On a positive note, some goods are going against the trend. Vegetable oil commodity prices are falling and this should eventually flow through to lower product prices for caterers. Spring is a time at which dairy commodity prices begin to soften, with a drop in the average farmgate milk price. And the price of UK old season lamb is now 10.35% lower than a year ago – good news for those who can afford to keep meat on their menus.

Meek predicts“ food inflation will initially remain tenaciously high, forecasted to be well above the five-year average.”  However, many categories have reached or are close to reaching peak inflation. This is not to be confused with cost reductions; really what it means is a slowing of the rate at which prices are increasing. Products that this deceleration could start to impact are bacon and pork.

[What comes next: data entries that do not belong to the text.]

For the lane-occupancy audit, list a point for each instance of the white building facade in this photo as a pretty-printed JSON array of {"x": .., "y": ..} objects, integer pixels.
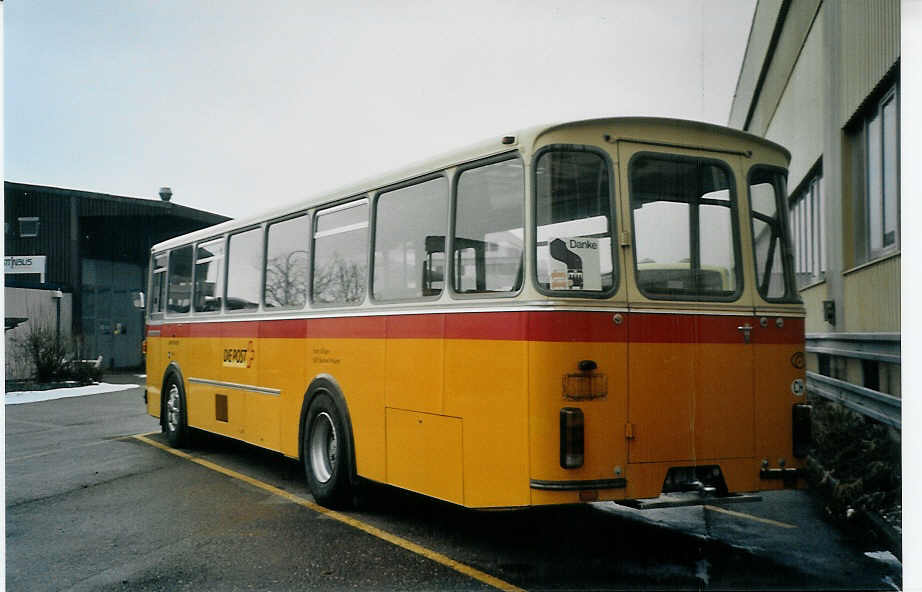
[{"x": 822, "y": 78}]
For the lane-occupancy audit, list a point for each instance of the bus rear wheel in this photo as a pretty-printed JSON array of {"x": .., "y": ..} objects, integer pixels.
[
  {"x": 326, "y": 462},
  {"x": 174, "y": 414}
]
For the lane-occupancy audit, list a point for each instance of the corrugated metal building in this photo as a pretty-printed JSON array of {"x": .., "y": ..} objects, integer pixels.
[
  {"x": 823, "y": 79},
  {"x": 89, "y": 251}
]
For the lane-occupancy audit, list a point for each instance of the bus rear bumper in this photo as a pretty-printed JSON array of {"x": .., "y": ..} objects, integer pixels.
[{"x": 688, "y": 498}]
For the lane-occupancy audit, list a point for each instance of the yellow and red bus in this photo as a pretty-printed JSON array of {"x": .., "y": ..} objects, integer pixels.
[{"x": 595, "y": 310}]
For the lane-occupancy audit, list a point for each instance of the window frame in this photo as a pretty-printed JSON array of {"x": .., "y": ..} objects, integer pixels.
[
  {"x": 617, "y": 272},
  {"x": 373, "y": 233},
  {"x": 315, "y": 215},
  {"x": 878, "y": 112},
  {"x": 736, "y": 229},
  {"x": 227, "y": 238},
  {"x": 783, "y": 212},
  {"x": 195, "y": 261},
  {"x": 453, "y": 215},
  {"x": 309, "y": 215},
  {"x": 27, "y": 220}
]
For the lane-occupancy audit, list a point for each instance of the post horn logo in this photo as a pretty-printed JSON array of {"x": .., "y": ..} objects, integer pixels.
[{"x": 251, "y": 353}]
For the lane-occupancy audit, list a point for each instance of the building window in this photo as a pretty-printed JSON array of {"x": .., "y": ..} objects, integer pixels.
[
  {"x": 340, "y": 273},
  {"x": 244, "y": 264},
  {"x": 209, "y": 267},
  {"x": 28, "y": 227},
  {"x": 875, "y": 148},
  {"x": 286, "y": 263},
  {"x": 808, "y": 231},
  {"x": 410, "y": 227}
]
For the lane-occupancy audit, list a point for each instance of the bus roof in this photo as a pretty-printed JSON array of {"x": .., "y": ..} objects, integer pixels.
[{"x": 523, "y": 139}]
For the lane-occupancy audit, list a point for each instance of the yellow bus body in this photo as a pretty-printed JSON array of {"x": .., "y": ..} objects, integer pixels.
[{"x": 460, "y": 398}]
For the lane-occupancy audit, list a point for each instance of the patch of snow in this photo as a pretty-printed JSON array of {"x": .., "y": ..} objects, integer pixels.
[
  {"x": 885, "y": 557},
  {"x": 17, "y": 398},
  {"x": 889, "y": 581}
]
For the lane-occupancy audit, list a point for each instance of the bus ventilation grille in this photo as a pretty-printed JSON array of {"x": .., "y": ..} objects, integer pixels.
[{"x": 584, "y": 386}]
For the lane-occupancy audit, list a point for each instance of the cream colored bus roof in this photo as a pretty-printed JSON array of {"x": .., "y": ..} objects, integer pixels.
[{"x": 523, "y": 140}]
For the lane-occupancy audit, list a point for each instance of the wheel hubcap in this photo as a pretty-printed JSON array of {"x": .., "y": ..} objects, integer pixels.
[
  {"x": 172, "y": 408},
  {"x": 323, "y": 447}
]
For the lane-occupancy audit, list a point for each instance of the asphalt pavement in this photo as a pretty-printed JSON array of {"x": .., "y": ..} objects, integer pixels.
[{"x": 89, "y": 507}]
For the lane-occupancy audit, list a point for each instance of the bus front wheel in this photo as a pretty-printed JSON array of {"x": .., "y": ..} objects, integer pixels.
[
  {"x": 174, "y": 414},
  {"x": 326, "y": 462}
]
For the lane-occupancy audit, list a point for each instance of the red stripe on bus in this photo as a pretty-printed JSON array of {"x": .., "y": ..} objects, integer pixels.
[
  {"x": 284, "y": 329},
  {"x": 576, "y": 326},
  {"x": 557, "y": 326},
  {"x": 416, "y": 326},
  {"x": 347, "y": 328}
]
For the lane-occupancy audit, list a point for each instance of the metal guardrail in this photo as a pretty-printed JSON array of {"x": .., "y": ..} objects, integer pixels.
[
  {"x": 880, "y": 347},
  {"x": 880, "y": 406}
]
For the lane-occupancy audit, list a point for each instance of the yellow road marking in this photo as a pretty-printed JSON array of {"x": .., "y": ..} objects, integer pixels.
[
  {"x": 751, "y": 517},
  {"x": 372, "y": 530}
]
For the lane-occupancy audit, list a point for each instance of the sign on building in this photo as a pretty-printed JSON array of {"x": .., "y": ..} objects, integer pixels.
[{"x": 25, "y": 264}]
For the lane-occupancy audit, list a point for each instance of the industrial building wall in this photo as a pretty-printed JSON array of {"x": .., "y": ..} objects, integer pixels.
[
  {"x": 870, "y": 37},
  {"x": 797, "y": 123},
  {"x": 814, "y": 77},
  {"x": 38, "y": 306}
]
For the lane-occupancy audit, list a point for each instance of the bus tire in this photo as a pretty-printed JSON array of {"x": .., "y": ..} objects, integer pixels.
[
  {"x": 326, "y": 458},
  {"x": 174, "y": 414}
]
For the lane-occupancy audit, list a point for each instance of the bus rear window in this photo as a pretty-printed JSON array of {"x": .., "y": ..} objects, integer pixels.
[
  {"x": 685, "y": 228},
  {"x": 574, "y": 248},
  {"x": 158, "y": 284},
  {"x": 410, "y": 227}
]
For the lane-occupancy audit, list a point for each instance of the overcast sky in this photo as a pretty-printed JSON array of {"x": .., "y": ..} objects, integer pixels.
[{"x": 241, "y": 106}]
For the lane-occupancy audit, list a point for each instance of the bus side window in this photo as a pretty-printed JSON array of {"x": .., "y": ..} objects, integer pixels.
[
  {"x": 286, "y": 263},
  {"x": 209, "y": 275},
  {"x": 408, "y": 261},
  {"x": 340, "y": 272},
  {"x": 489, "y": 223},
  {"x": 158, "y": 284},
  {"x": 179, "y": 295}
]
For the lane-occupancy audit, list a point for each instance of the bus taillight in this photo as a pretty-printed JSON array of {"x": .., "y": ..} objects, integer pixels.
[{"x": 571, "y": 437}]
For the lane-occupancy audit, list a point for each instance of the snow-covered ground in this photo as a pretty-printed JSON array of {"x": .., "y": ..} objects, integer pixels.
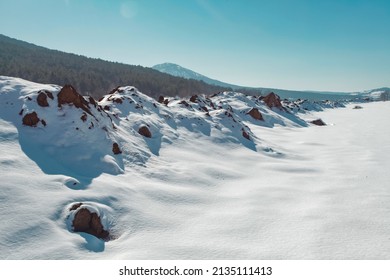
[{"x": 197, "y": 189}]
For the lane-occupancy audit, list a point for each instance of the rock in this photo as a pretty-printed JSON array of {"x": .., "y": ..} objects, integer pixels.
[
  {"x": 84, "y": 117},
  {"x": 85, "y": 221},
  {"x": 184, "y": 103},
  {"x": 245, "y": 134},
  {"x": 42, "y": 100},
  {"x": 115, "y": 149},
  {"x": 254, "y": 113},
  {"x": 144, "y": 131},
  {"x": 318, "y": 122},
  {"x": 31, "y": 119},
  {"x": 68, "y": 95},
  {"x": 161, "y": 99},
  {"x": 193, "y": 98},
  {"x": 75, "y": 206},
  {"x": 272, "y": 100},
  {"x": 49, "y": 94},
  {"x": 92, "y": 101}
]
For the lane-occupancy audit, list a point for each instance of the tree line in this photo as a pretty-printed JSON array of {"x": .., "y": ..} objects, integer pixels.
[{"x": 90, "y": 76}]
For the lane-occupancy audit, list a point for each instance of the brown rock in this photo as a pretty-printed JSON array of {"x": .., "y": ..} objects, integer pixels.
[
  {"x": 115, "y": 149},
  {"x": 161, "y": 99},
  {"x": 144, "y": 131},
  {"x": 84, "y": 117},
  {"x": 254, "y": 113},
  {"x": 245, "y": 134},
  {"x": 318, "y": 122},
  {"x": 272, "y": 100},
  {"x": 42, "y": 100},
  {"x": 194, "y": 98},
  {"x": 85, "y": 221},
  {"x": 68, "y": 95},
  {"x": 31, "y": 119},
  {"x": 92, "y": 101},
  {"x": 75, "y": 206},
  {"x": 49, "y": 94}
]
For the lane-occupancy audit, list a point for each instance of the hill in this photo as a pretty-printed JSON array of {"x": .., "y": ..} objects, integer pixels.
[
  {"x": 179, "y": 71},
  {"x": 227, "y": 176},
  {"x": 91, "y": 76}
]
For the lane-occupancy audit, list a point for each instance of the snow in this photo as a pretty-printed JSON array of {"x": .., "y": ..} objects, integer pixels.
[{"x": 197, "y": 189}]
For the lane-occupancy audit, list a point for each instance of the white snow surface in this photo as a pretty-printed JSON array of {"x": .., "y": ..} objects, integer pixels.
[{"x": 197, "y": 189}]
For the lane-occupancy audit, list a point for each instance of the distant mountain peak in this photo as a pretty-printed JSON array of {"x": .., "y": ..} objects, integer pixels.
[{"x": 182, "y": 72}]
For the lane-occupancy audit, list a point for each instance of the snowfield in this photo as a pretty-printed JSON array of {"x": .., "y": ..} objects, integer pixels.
[{"x": 197, "y": 188}]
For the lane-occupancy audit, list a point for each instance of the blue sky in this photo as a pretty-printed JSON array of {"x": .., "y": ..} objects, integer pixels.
[{"x": 337, "y": 45}]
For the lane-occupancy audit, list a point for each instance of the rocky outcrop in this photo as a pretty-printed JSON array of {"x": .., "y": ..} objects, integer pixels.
[
  {"x": 115, "y": 149},
  {"x": 272, "y": 100},
  {"x": 144, "y": 131},
  {"x": 68, "y": 95},
  {"x": 318, "y": 122},
  {"x": 255, "y": 113},
  {"x": 84, "y": 117},
  {"x": 85, "y": 221},
  {"x": 31, "y": 119},
  {"x": 245, "y": 134},
  {"x": 42, "y": 99},
  {"x": 194, "y": 98}
]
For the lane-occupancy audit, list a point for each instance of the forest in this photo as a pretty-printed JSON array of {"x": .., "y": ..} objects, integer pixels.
[{"x": 90, "y": 76}]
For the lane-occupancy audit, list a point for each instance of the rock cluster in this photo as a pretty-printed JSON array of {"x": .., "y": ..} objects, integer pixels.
[{"x": 85, "y": 221}]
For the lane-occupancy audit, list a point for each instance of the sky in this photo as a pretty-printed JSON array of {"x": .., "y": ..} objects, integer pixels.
[{"x": 325, "y": 45}]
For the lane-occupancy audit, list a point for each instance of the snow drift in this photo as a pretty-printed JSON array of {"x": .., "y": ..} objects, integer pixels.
[{"x": 223, "y": 176}]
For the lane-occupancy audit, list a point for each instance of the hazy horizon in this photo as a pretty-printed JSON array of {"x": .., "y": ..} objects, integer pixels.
[{"x": 297, "y": 45}]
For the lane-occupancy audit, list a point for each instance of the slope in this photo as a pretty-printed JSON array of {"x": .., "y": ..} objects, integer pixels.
[
  {"x": 197, "y": 186},
  {"x": 179, "y": 71},
  {"x": 94, "y": 76}
]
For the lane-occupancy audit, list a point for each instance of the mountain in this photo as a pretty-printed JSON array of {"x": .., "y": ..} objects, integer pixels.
[
  {"x": 179, "y": 71},
  {"x": 227, "y": 176},
  {"x": 91, "y": 76}
]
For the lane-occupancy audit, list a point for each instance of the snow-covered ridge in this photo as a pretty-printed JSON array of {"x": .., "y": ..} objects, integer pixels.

As well as any products that require energy intensive production methods like hothouse tomatoes and capsicum peppers.

So what can foodservice operators do to traverse the recent price rises?

Moving from branded purchases to own label can be highly economical. Particularly if they’re being used in back of house production and where quality standards allow. Another way to release value is by understanding the relative costs of similar product groups and rebalancing purchases in preference of cheaper alternatives. For example, looking at protein at a commodity level, deadweight lamb is 511p/kg, beef 492p/kg and pork 211p/kg. Whereas non-meat protein alternatives such as lentils are 168p/kg – food for thought when planning menus?

It’s important to take into consideration the likely future market dynamics. Be cautious about trying to secure long term price holds when commodity market prices are high, as they currently are, and when some are likely to fall.  Longer term price fixes are more effective when commodity prices are low as the risks associated with overpaying are minimised.

Food procurement support from an expert that understands the complexities of food markets and supply has never been so important. This enables the management of the supply chain and offers foodservice operators proficient negotiation, mitigation of extreme and sudden price rises and insightful advice to help plan and make best use of budget available.